Antes de mais nada, é preciso notar a disparidade de recursos financeiros entre o esporte feminino e o masculino é evidente. Enquanto a liga esportivas de basquete NBA gera bilhões em receita, a liga esportiva feminina de basquete, WNBA, sofre para atrair patrocinadores, mesmo com atletas de alto nível, como a Brittney Griner. Segundo a revista Forbes, os salários das jogadoras da WNBA em 2023 representavam menos que 2% dos salários do NBA. Isso não só desvaloriza o trabalho das mulheres, mas também limita o crescimento do esporte feminino, criando assim, um ciclo de invisibilidade e de desinteresse.

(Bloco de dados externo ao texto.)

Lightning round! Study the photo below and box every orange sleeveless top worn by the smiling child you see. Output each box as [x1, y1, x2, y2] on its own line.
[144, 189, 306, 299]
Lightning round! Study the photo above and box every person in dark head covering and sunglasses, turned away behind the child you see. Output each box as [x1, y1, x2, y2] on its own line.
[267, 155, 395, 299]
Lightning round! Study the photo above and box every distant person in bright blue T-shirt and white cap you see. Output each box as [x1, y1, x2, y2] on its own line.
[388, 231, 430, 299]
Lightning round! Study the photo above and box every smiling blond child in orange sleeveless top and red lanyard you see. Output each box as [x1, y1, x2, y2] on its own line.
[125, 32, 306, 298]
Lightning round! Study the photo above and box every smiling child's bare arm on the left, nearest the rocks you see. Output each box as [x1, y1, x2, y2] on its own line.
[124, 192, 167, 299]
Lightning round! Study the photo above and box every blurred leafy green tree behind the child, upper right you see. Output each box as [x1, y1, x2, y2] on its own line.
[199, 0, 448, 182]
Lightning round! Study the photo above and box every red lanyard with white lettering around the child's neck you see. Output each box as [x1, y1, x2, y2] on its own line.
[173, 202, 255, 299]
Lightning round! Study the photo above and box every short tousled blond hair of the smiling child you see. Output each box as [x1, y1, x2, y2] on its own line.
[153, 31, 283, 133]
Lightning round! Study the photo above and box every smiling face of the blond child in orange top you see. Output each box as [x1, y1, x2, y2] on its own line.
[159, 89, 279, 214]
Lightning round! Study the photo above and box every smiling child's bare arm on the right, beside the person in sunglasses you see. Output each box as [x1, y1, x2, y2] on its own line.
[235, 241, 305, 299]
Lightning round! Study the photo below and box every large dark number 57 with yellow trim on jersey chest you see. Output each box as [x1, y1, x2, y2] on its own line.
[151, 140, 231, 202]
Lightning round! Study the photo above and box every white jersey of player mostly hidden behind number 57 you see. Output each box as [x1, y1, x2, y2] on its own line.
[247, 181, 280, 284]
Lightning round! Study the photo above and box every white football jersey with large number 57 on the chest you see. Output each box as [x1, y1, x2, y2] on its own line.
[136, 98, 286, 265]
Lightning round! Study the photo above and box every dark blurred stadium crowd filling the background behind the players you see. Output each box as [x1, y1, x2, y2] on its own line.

Além das questões financeiras, os esteriótipos também são uma barreira cultural. Muitas mulheres são desencorajadas a praticar esportes que são considerados masculinos, como o basquete, sob o argumento que essa atividade são inadequadas para seu gênero. Conforme a tenista Serena Williams, ela sofreu inúmeras criticas pelo seu físico musculoso, sendo julgada mais pela aparência do que pelas suas conquistas. Esse tipo de comportamento reforça que o esporte é um lugar masculino, afastando as mulheres de participar que poderiam se identificar com um esporte.
Diante dos desafios apresentados pelas mulheres no cenário esportivo, fica evidente que a desigualdade ainda persiste como uma barreira a ser superada. Desse modo, fica imprescindível que o ministério do esporte, em parceria com a mídia e as empresas privadas, criem um fundo nacional de incentivo feminino no esporte, destinando verbas para modalidades específicas subvalorizadas. Além disso, as escolas devem promover, desde cedo, a participação igualitária feminina em atividades esportivas, combatendo o preconceito. Somente com ações politicas efetivas, será possível transformar o esporte um espaço verdadeiramente inclusivo.